Two GPC students win Jack Kent Cooke Foundation scholarships
Trung Quach and Matthew Tate have become the 11th and 12th Georgia Perimeter College students to receive the prestigious Jack Kent Cooke Undergraduate Scholarship since the program was initiated in 2002.
Quach, 21, is a native of Vietnam and attends GPC’s Clarkston Campus, where he’s majoring in biology. Tate, 22, is a science major who lives in Monroe and attends GPC’s Newton Campus.
As the source of the largest private scholarships for two-year community college transfer students in the country, the Jack Kent Cooke Foundation provides up to $30,000 a year for up to three years—per student. Recipients are among the nation’s top low-income community college students seeking to complete a bachelor’s degree at an accredited college or university.

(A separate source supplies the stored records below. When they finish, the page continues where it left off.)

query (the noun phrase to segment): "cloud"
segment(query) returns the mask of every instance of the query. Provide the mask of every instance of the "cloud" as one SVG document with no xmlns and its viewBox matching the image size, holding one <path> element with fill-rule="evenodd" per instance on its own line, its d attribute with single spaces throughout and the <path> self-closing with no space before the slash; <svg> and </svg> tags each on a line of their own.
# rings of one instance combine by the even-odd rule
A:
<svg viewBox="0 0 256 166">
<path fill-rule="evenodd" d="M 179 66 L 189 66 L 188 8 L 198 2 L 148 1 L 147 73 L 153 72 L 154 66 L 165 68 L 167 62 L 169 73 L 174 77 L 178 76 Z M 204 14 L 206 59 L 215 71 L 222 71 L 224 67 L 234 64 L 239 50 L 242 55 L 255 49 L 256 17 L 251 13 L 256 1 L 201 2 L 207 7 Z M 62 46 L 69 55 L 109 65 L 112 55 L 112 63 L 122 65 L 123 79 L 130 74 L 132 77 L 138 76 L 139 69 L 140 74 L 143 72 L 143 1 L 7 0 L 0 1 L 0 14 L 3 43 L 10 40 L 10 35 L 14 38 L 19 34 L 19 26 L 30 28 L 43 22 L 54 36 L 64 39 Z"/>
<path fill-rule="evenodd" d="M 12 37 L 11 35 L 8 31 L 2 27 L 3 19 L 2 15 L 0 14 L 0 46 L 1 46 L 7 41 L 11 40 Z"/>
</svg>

Quach and Tate are two of 85 scholars in the country who received the award in 2014.
Scholars were selected based on high academic ability and achievements, persistence, leadership and financial need.
Quach, who has a 4.0 GPA, will graduate from GPC in May with an associate degree in biological sciences . He already has been accepted to Georgia Tech, where he plans to major in biochemistry. (Read Quach's story.)

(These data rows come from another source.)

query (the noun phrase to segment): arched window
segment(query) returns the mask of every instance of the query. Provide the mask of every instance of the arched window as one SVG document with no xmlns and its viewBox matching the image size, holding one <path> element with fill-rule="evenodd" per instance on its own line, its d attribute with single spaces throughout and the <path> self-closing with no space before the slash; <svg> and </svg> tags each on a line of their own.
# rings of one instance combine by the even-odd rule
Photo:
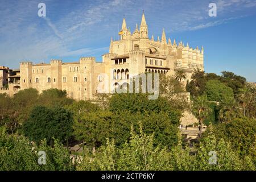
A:
<svg viewBox="0 0 256 182">
<path fill-rule="evenodd" d="M 123 69 L 121 69 L 121 79 L 125 79 L 125 72 Z"/>
<path fill-rule="evenodd" d="M 121 79 L 121 73 L 120 71 L 120 69 L 117 70 L 117 79 Z"/>
<path fill-rule="evenodd" d="M 125 77 L 126 79 L 129 78 L 129 70 L 127 68 L 125 69 Z"/>
<path fill-rule="evenodd" d="M 114 80 L 117 79 L 117 71 L 114 69 L 113 71 L 113 78 Z"/>
<path fill-rule="evenodd" d="M 135 44 L 134 49 L 134 51 L 139 50 L 139 46 L 138 45 L 138 44 Z"/>
</svg>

Tate has a 3.8 GPA and is currently taking classes in differential equations and chemistry. He plans to major in electrical engineering and has applied to Georgia Tech. (Read Tate's story.)
As an international student, Quach will have to pay out-of-state tuition at Georgia Tech. The JKC scholarship will help him continue to pay for college, he says. “My mom and dad were so happy and proud of me. They said I made the whole family proud, “he says.
Tate, who is a newlywed, is financing his own education at GPC through his job, Georgia’s HOPE scholarship and Pell grants. “I had a lot of people praying for me,” Tate says. “I doubt more college would be possible without this scholarship.”
“The Jack Kent Cooke Foundation has long been committed to helping outstanding community college students transfer to and succeed at the nation’s top colleges and universities,” says Emily Froimson, vice president of programs at the Jack Kent Cooke Foundation. “Since the program started in 2002, the foundation has supported 643 community college students directly and thousands more through the foundation’s grant-making initiatives.”